2. Adım: Saç maskesi ve saç kremi ile bakım

Saç tellerini dışarıdan beslemeye yardımcı olan saç maskesi ve saç kremi gibi durulanma gerektiren ürünlerle bakım yapmak, saçınızı nasıl ve ne sıklıkta temizlediğinize ya da hangi saç tipine sahip olduğunuza bağlı olmaksızın, atlamamanız gereken adımlardan biri. Seçtiğiniz saç bakım ürününde dikkat etmeniz gereken en önemli noktaysa kuruluk, aşırı yağlanma, koparak dökülme, kırılma gibi spesifik sorunlarınıza çözüm getirebilmesi. Dolayısıyla saç bakım ürünü seçerken saç derinizin yağlı ya da kuru olmasından çok, saçlarınızın boy ve uçlarının ihtiyaç duyduğu desteği göz önünde bulundurmalısınızç

Örneğin, çok kuru saçlarınız varsa saçlarınızdaki gözeneklere nem hapsedebilecek özellikteki ürünlere, hasar görmüş ve kırılmış saçlarınız varsa biotin, kolajen, keratin gibi proteinler içeren maske ve saç kremlerine yönelebilirsiniz.  

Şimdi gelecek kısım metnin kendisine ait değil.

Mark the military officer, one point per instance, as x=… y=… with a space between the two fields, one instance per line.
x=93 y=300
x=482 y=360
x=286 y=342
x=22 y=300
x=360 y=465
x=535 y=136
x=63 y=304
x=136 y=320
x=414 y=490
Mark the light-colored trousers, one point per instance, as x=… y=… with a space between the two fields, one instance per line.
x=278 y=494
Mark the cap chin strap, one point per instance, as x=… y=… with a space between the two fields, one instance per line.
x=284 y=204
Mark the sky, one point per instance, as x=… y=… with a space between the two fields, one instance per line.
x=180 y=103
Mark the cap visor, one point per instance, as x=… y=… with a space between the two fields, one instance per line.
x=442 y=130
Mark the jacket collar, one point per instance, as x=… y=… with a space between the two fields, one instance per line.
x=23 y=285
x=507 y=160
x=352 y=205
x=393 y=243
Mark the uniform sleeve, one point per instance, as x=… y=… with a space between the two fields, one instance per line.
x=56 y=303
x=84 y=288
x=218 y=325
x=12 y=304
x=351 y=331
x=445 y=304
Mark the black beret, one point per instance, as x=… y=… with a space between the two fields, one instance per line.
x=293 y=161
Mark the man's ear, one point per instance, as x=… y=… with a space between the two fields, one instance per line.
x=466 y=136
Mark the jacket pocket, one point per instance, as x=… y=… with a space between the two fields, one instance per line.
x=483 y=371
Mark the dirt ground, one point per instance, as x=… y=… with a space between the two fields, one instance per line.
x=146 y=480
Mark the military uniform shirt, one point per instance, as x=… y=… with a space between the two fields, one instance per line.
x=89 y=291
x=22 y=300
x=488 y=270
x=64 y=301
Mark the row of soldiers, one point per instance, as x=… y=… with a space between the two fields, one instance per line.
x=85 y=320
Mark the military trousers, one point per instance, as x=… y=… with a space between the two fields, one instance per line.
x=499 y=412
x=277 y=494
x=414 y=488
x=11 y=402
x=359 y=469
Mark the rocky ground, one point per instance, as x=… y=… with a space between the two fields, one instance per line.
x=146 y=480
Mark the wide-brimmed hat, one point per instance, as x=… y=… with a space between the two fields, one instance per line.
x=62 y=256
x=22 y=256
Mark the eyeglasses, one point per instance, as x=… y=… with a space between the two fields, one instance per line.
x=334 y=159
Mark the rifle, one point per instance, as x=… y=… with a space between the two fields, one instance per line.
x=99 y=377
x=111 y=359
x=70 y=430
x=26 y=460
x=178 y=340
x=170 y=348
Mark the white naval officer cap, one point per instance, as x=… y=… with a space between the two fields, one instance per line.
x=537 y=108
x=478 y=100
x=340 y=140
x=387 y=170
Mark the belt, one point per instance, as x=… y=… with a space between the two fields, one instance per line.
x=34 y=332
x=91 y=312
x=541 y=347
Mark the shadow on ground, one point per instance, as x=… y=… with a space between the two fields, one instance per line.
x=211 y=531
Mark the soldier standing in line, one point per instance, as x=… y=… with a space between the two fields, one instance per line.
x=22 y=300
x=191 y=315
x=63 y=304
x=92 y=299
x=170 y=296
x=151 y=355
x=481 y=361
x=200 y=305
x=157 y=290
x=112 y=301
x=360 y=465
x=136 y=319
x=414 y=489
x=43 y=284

3. Adım: Tarama ve fırçalama

Günlük saç bakım rutininin olmazsa olmazlarından biri de saçları doğru şekilde taramak ve dolaşıklıkları saça zarar vermeden açmak. Özellikle ince saç tellerine sahip olanların adeta kabusu olan dolaşıklık açma konusunda en çok tartışılan konulardan biri saçın ıslak mı yoksa kuru mu taranması gerektiği. Spesifik olarak dalgalı ve kıvırcık saçlı kişilerin kırılmayı en aza indirmek için saçlarını ıslakken taraması önerilirken, düz saçlarda tam tersine, saçın kuru olarak taranması tavsiye ediliyor.

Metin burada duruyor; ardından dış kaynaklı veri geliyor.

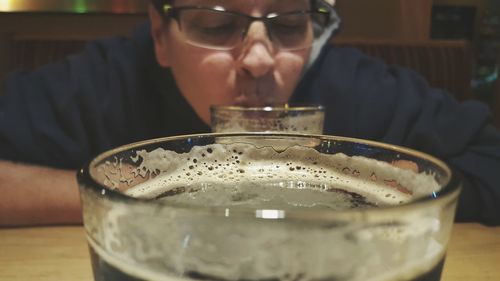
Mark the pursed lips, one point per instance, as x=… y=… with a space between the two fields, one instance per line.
x=255 y=94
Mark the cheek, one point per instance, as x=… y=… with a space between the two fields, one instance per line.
x=204 y=78
x=289 y=67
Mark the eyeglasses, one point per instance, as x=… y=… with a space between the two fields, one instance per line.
x=217 y=28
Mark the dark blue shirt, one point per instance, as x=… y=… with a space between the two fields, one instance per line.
x=114 y=93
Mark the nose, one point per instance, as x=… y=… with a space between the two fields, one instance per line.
x=257 y=58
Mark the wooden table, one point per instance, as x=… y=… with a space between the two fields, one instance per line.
x=60 y=253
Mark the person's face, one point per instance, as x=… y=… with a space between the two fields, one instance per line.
x=254 y=73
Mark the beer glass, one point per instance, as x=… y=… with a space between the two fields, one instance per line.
x=301 y=207
x=307 y=119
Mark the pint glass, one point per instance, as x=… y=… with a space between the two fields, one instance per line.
x=300 y=207
x=307 y=119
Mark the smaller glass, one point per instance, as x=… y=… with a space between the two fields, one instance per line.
x=269 y=119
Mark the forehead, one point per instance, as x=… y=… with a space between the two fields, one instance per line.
x=247 y=5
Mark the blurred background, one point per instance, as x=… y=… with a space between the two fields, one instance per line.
x=455 y=44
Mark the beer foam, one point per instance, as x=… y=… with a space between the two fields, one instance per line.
x=201 y=244
x=241 y=162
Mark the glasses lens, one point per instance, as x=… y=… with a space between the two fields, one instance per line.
x=291 y=31
x=212 y=29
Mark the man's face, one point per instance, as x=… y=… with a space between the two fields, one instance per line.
x=254 y=73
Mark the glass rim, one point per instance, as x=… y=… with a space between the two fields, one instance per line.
x=270 y=108
x=447 y=193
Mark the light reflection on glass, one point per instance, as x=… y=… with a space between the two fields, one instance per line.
x=75 y=6
x=270 y=214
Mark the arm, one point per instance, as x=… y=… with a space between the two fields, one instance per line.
x=367 y=99
x=35 y=195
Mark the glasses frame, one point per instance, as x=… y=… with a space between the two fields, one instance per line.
x=170 y=12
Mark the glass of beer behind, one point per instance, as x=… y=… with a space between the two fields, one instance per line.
x=223 y=207
x=306 y=119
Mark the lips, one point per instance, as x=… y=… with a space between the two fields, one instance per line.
x=256 y=94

Saç tipiniz ne olursa olsun, dolaşıklık açma işlemine uçlardan başlayıp köklere doğru düğümleri açarak ilerlemeniz gerekiyor. Saçlarınızı köklerden uca doğru açmaya çalıştığınızda, alt kısımlardaki düğümlenmeleri açılamayacak kadar sıkıştıracağınız için saçlarınızın kırılma ve zarar görme olasılığı çok daha yüksek. Saç tipinize ve tercihinize göre bu aşamada fırça, tarak ve hatta parmaklarınızı kullanabilirsiniz. Tarak seçiminde büyük dişli ve seyrek aralıklı, fırça seçimindeyse dolaşıklık açmak üzere tasarlanmış, yumuşak kıllı bir fırça tercih edebilirsiniz.

4. Adım: Nemlendirme

Saçı doğru şekilde nemlendirmek, bakım kolaylığından saç şekillendirmeye kadar neredeyse tüm aşamaları etkileyecek bir adım. Doğru nemlendirici ürünü seçmenin en önemli püf noktası, saç yüzeyinden ve derisinden kolayca arınabilen, ancak gözeneklere hapsolabilecek kadar da küçük moleküllü ürünler tercih etmek.

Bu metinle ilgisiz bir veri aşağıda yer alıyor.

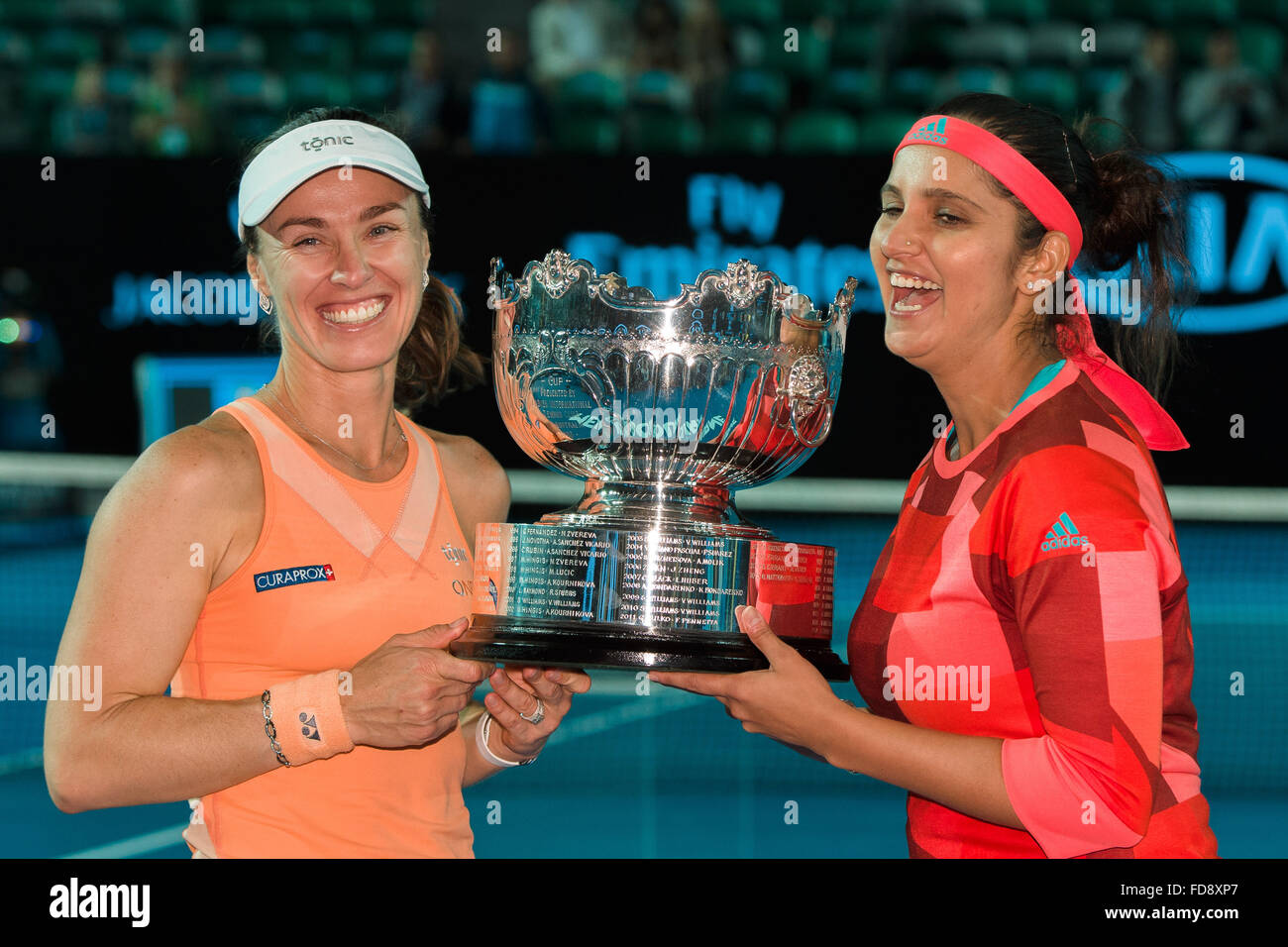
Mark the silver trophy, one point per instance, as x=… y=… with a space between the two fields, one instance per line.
x=664 y=407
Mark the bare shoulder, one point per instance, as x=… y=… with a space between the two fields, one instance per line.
x=201 y=479
x=214 y=458
x=476 y=482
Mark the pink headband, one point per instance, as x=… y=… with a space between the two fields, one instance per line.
x=1035 y=191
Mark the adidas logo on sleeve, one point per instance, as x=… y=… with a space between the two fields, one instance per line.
x=1064 y=535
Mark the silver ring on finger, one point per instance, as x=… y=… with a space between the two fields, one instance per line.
x=537 y=715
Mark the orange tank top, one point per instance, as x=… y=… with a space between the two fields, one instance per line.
x=390 y=560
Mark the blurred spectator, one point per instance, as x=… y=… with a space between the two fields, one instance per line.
x=428 y=103
x=657 y=38
x=1227 y=105
x=568 y=37
x=86 y=125
x=168 y=120
x=1146 y=99
x=706 y=51
x=506 y=110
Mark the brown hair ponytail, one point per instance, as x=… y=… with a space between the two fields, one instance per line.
x=1131 y=213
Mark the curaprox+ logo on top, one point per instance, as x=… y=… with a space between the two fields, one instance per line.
x=296 y=575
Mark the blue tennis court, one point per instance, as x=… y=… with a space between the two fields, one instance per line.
x=666 y=774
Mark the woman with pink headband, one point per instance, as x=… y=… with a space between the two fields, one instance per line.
x=296 y=565
x=1024 y=643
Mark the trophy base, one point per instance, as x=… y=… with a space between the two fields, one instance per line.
x=626 y=647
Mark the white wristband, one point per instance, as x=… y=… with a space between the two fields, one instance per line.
x=482 y=733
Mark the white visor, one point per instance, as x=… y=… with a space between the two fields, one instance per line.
x=310 y=150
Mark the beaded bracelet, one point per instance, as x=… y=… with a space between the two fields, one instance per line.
x=270 y=729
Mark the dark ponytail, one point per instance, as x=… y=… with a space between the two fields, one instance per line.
x=1131 y=213
x=433 y=360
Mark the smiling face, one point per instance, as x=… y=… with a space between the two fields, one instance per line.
x=343 y=260
x=941 y=226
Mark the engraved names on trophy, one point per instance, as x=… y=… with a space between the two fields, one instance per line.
x=651 y=579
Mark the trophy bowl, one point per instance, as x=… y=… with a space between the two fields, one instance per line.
x=665 y=408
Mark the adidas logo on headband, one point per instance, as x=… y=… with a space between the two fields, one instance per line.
x=931 y=132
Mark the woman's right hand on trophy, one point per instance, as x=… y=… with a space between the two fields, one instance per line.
x=410 y=689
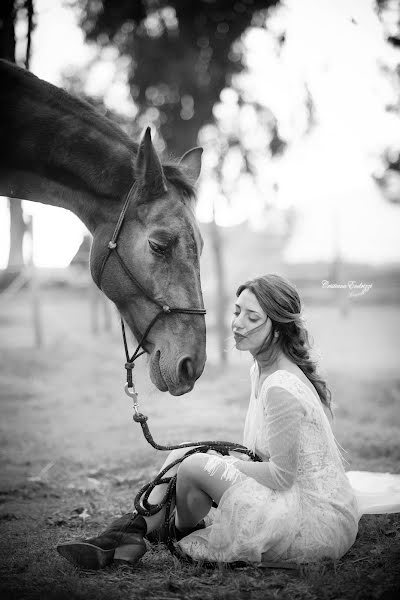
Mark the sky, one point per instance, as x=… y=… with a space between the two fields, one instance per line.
x=333 y=49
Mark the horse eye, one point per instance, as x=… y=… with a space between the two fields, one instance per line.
x=158 y=248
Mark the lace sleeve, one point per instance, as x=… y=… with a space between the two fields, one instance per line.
x=283 y=413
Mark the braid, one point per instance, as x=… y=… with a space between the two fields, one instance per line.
x=296 y=345
x=280 y=300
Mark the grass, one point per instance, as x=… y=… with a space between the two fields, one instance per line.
x=71 y=460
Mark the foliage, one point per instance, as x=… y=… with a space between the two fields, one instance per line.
x=183 y=54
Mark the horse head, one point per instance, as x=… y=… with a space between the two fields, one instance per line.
x=160 y=244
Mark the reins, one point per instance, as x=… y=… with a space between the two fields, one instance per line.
x=141 y=501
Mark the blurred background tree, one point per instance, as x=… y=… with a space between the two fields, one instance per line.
x=10 y=12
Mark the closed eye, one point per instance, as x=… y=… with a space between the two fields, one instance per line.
x=158 y=248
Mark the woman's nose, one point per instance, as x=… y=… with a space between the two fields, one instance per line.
x=237 y=323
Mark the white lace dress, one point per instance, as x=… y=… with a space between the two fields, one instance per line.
x=309 y=509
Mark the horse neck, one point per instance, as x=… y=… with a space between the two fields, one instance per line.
x=58 y=150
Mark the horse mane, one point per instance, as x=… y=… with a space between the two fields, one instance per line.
x=23 y=82
x=63 y=102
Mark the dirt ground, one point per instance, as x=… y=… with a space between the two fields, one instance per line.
x=71 y=458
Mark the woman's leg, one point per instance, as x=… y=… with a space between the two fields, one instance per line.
x=156 y=521
x=201 y=480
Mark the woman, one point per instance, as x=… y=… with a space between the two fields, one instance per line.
x=295 y=506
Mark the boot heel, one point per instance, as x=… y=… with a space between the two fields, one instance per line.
x=130 y=553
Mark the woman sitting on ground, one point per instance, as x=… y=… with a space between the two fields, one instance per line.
x=295 y=506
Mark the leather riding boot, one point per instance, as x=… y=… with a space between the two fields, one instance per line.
x=121 y=542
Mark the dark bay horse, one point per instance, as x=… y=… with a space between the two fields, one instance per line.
x=58 y=150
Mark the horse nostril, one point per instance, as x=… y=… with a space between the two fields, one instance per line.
x=185 y=369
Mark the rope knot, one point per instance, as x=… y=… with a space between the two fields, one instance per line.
x=140 y=418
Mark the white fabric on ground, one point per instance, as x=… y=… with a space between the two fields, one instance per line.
x=307 y=508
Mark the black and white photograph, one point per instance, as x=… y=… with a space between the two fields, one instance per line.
x=199 y=299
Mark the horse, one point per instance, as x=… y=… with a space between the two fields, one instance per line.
x=58 y=150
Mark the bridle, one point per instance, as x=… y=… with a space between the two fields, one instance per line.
x=165 y=309
x=142 y=504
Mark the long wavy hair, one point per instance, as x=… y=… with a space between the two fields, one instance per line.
x=281 y=302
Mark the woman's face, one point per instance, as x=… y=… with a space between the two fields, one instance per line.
x=250 y=325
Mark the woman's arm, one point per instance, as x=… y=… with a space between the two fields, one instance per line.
x=283 y=413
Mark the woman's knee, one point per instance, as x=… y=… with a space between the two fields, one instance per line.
x=190 y=467
x=176 y=454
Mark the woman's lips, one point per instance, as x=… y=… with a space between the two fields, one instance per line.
x=238 y=337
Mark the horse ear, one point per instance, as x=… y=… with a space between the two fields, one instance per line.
x=149 y=171
x=191 y=161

Skualen yağı ve jojoba yağıSkualen yağı ve  gibi küçük moleküllü ve saçtan kolay arınan yağlar ile bu yağları içeren serumları kullanabilirsiniz. Saçlarınızı ağırlaştırmamak ve sertleşip kırılmalarını önlemek içinse büyük moleküllü zeytinyağı, Hindistan cevizi yağı ve argan yağı gibi yağlardan uzak durmalısınız.

5. Adım: Şekillendirme

Saçlarınızın nasıl göründüğü sizin için çok önemli olmasa bile, en azından saçlarınızı taramanız, fırçalamanız ya da dolaşıklıkları gidermeniz bile saçınızın şeklinin düzgün görünmesi için gerekli olan adımlar. Ancak kabaran ve elektriklenen ya da belirgin bir şekli olmayan dalgalı saçlar için şekillendirme de günlük saç bakım rutininin ayrılmaz bir parçası.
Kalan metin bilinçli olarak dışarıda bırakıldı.